Forces et faiblesses de la réalité virtuelle en éducation

Par Robert Marquis, collaborateur spécial
Institut national des mines 

Le chapitre 7 de la publication en référence, intitulé The Potentials and Trends of Virtual Reality in Education, recense plus de 975 publications scientifiques issues de la recherche universitaire sur la réalité virtuelle appliquée à l’éducation. Les auteurs proposent une analyse détaillée de cette documentation publiée entre 1995 et 2016 dans les 20 pays les plus impliqués en recherche sur la réalité virtuelle. Leur analyse aide à mieux comprendre les atouts et les barrières persistantes qui limitent encore l’utilisation de cette technologie.

Sommaire de lecture

La technologie de la réalité virtuelle propose un nombre croissant d’applications éducatives qu’il est possible de regrouper en quatre grandes catégories. Bien entendu, ces catégories ne sont pas exclusives. Elles se combinent fréquemment au sein d’un même environnement d’apprentissage.

1.       L’observation d’objets ou de lieux spécifiques

La première catégorie est celle de l’observation d’objets ou de lieux spécifiques. À titre d’exemple appliqué aux sciences, l’apprentissage par l’observation permet à l’élève d’étudier l’astronomie en se déplaçant sur une planète virtuelle ou de suivre un cours de biologie moléculaire en explorant une cellule dans un monde microscopique où il est présent sous la forme d’un avatar. La principale difficulté consiste alors à recréer un sentiment de présence.

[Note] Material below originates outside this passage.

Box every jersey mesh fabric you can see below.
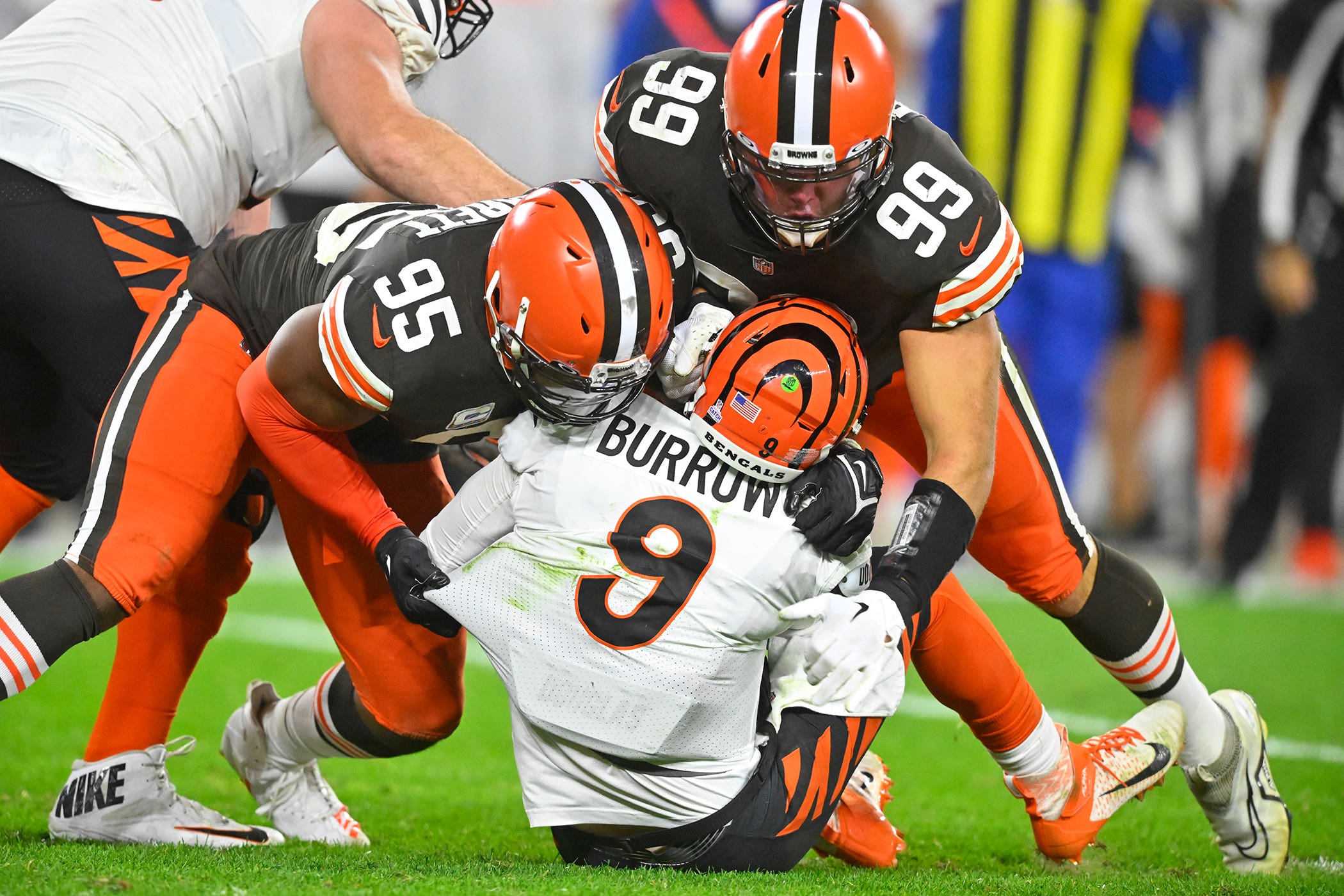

2.       La réalité virtuelle comme outil dans un environnement opérationnel sécuritaire

La seconde catégorie utilise la réalité virtuelle comme un outil dans un environnement opérationnel sécuritaire. L’apprentissage opérationnel est technologiquement exigeant, car il implique l’accès à une plateforme tactile pour saisir et déplacer des objets ou pour réaliser une tâche complexe. À titre d’exemple, l’entraînement d’un conducteur d’engin mobile, d’une infirmière, d’un chirurgien ou d’un astronaute entre dans cette catégorie. Un avantage de la réalité virtuelle en contexte opérationnel est de favoriser la répétition des gestes sans danger.

3.      La réalité virtuelle comme instrument de socialisation et de coopération

La troisième catégorie consiste à utiliser la réalité virtuelle comme un instrument de socialisation et de coopération. Il s’agit alors de créer une situation virtuelle qui permet à l’élève d’interagir et de coopérer avec d’autres élèves ainsi que son enseignant, et ce, dans un monde virtuel. Créer un fort sentiment de présence dans ce groupe virtuel demeure un grand défi. Cette caractéristique est particulièrement intéressante pour l’enseignement à distance.

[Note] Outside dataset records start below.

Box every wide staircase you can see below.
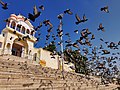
[0,55,117,90]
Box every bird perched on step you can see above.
[64,9,73,15]
[98,23,105,32]
[100,6,109,13]
[0,0,8,10]
[34,22,42,31]
[83,14,88,22]
[28,5,41,22]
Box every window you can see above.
[0,42,2,48]
[26,29,30,34]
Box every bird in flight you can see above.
[100,6,109,13]
[64,9,73,15]
[75,14,88,25]
[0,0,8,10]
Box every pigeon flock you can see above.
[0,0,120,85]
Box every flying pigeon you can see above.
[100,6,109,13]
[98,23,105,32]
[64,9,73,15]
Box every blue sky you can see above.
[0,0,120,66]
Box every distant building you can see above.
[0,14,74,70]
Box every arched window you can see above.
[11,21,16,29]
[16,24,22,32]
[26,29,30,34]
[21,27,25,34]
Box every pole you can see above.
[60,19,64,79]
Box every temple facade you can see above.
[0,14,75,70]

4.      Intégration à des activités de recherche académique

Finalement, la dernière catégorie est intégrée aux activités de recherche académique, car les expériences par modélisation virtuelle réduisent énormément les coûts et les délais d’expérimentation en laboratoire. De plus en plus de départements universitaires disposent de laboratoires de réalité virtuelle dédiés à une grande diversité d’activités de recherche.

En conclusion, les défis à relever pour optimiser l’utilisation de la réalité virtuelle en classe ne sont pas seulement associés au coût et à la maîtrise des technologies selon les auteurs de la publication en référence. Pour être mieux adaptées au besoin, les applications devront être développées dès le départ en prenant en considération une théorie d’apprentissage et une approche pédagogique qui intègre la supervision et l’évaluation des compétences acquises. L’expérience de l’élève est aussi un autre enjeu rarement considéré et qui regroupe à lui seul plusieurs éléments importants à considérer.

Conscient de ces défis et afin de contribuer à intégrer davantage la technologie de la réalité virtuelle dans l’offre de formation minière du Québec, l’Institut national des mines réalise chaque année des projets technologiques à fort contenu pédagogique. Réalisés avec des partenaires institutionnels et corporatifs de tout le Québec, les produits numériques qui découlent de ces projets sont mis à la disposition des écoles, des cégeps et des universités sans frais, au fur et à mesure de leur réalisation.